Toytown Parade, the City vs. Poly game, fox hunting — memories of Thanksgiving in Maryland | GUEST COMMENTARY - Baltimore Sun

2021-12-23 08:02:32 By : Ms. sophia Xiang

How well I remember Thanksgiving in mid-20th century Baltimore.

We lived on Biltmore Avenue, a shady, almost bucolic street about a mile northwest of Pimlico. After breakfast my parents would load us four kids into an old Buick Roadmaster and head down Park Heights toward Charles Street (the Jones Falls Expressway wasn’t completed until 1990), and look for a parking space in the vicinity of Howard and Lexington.

Sometimes we’d bring folding lawn chairs, but usually we’d just stand. The weather was often blustery, and it wasn’t long before our cheeks were rosy, lips chapped and fingers beginning to freeze beneath cotton mittens. We didn’t notice; our attention was fully focused on the largest balloon figures we’d ever seen and the clowns scattering wrapped candies into the crowd lining the streets.

Originally called the Toytown Parade, the spectacle was first staged in 1936 by the Hochschild Kohn department store to kick off the holiday season. The store sponsored the event for the next 30 years. Its employees used home vacuum cleaners to inflate the balloon figures, which included a 50-foot rubber whale, Mickey and Minnie Mouse, Superman and Santa Claus.

After the parade, we knew exactly where we were headed: to dinner at Grandma Annie’s. She lived with her sister in a large and solid brownstone rowhouse on Callow Avenue. Once there, we went straight to the old-fashioned kitchen, with its equally antiquated cast-iron stove, drawn by the sweet warm scents wafting from the large turkey being roasted therein.

Turkey of course was de rigueur, but to Baltimoreans of German and Eastern European descent, (fully a quarter of the city’s populace back then), sweet sauerkraut with meat has long been a required central dish on Thanksgiving, and it certainly was at ours.

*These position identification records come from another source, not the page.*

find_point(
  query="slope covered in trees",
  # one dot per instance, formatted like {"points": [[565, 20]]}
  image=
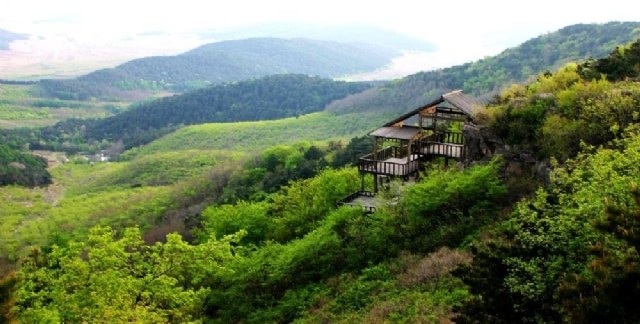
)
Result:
{"points": [[487, 76], [22, 168], [272, 97], [224, 62], [489, 243]]}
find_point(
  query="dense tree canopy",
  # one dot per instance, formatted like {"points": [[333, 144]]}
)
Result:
{"points": [[223, 62], [22, 168]]}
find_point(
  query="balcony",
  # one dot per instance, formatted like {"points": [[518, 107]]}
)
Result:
{"points": [[391, 161]]}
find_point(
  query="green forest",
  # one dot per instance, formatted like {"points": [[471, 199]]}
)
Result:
{"points": [[268, 98], [222, 62], [221, 204], [542, 228]]}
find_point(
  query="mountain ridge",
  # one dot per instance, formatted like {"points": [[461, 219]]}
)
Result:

Maryland did not adopt what was first considered just a New England holiday until 1842, when Gov. Francis Thomas proclaimed that a state-sanctioned day of “thanksgiving, praise, and prayer” would occur on Dec. 14, 1842. (President Abraham Lincoln declared it a national holiday in 1863.)

Though the state’s earliest celebrations centered on religious contemplation, it didn’t take long before the focus was on food. Local produce such as corn, beans and squash had shaped the diet of the region’s Native-American tribes, which were later combined with the traditional fare of both European settlers and enslaved African Americans.

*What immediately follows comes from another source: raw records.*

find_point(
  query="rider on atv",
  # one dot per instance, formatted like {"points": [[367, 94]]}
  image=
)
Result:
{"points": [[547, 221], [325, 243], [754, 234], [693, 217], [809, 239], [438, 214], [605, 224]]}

Nowadays, a Maryland Thanksgiving would not be complete without some form of sweet potatoes on the table. Ours were served in a dark brown syrup. Dessert consisted of a choice of three pies (apple, cherry, pumpkin) and, for the kids, giant multicolored lollipops.

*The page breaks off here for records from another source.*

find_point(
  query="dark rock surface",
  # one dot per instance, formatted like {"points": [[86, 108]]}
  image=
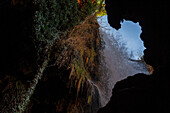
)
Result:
{"points": [[141, 93]]}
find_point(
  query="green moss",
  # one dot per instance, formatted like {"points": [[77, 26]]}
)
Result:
{"points": [[54, 17]]}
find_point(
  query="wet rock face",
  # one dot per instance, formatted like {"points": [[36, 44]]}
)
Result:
{"points": [[141, 93]]}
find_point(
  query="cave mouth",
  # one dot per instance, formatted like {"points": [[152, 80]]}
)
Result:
{"points": [[130, 35]]}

After dinner we went into the living room, sepia-toned and filled with heavy-fabric arm chairs, a couch, a love-seat and, most important to us, a small black-and-white television with a little 12-inch round screen. Of course, we were mesmerized. That was our first glimpse of Howdy Doody and his sidekicks: Buffalo Bob, Clarabelle, Princess Summerfallwinterspring, and (my favorite) Phineas T. Bluster.

There are other Thanksgiving events that we’ve attended over the years. Among them are the long-standing football rivalry games: City vs. Poly, first played on Thanksgiving Day in 1889, and Loyola vs. Calvert Hall, begun in 1919.

I remember colorful Maryland fox hunts, too, preceded by the blessing of the hounds. For more than 100 years, fox hunting clubs of Maryland have come to countryside churches for an Episcopal blessing on Thanksgiving Day, and modern times have seen the custom grow beyond a dedicated few in dark leather boots, white breeches, red coats, and black hunters’ caps. One of the oldest of them still occurs at the Saint James Episcopal Church in Monkton, where generations of spectators have gathered annually for decades to watch riders and hounds observe the old English tradition.

After the pageantry, huntsmen and hounds would set off across the nearby countryside, crossing streams and jumping fences on property whose owners freely grant permission. In practice this is less hunting than horsemanship. The hounds follow the fox, which usually outruns them. The riders stampede after the hounds, and in short order call them off. There are no rifles, and no dead foxes. Some prefer to call the sport “fox chasing.”

There are some 160 fox hunting clubs around the country. Most of them do their benedictions in September and October, but Maryland choosing this day of thanks. The blessings are intoned solemnly, and often with a smile:

“Keep, O Lord, this day bright, the horses sure of foot, the hounds swift, the fox elusive, the hunters safe. And may all come safely to their homes.”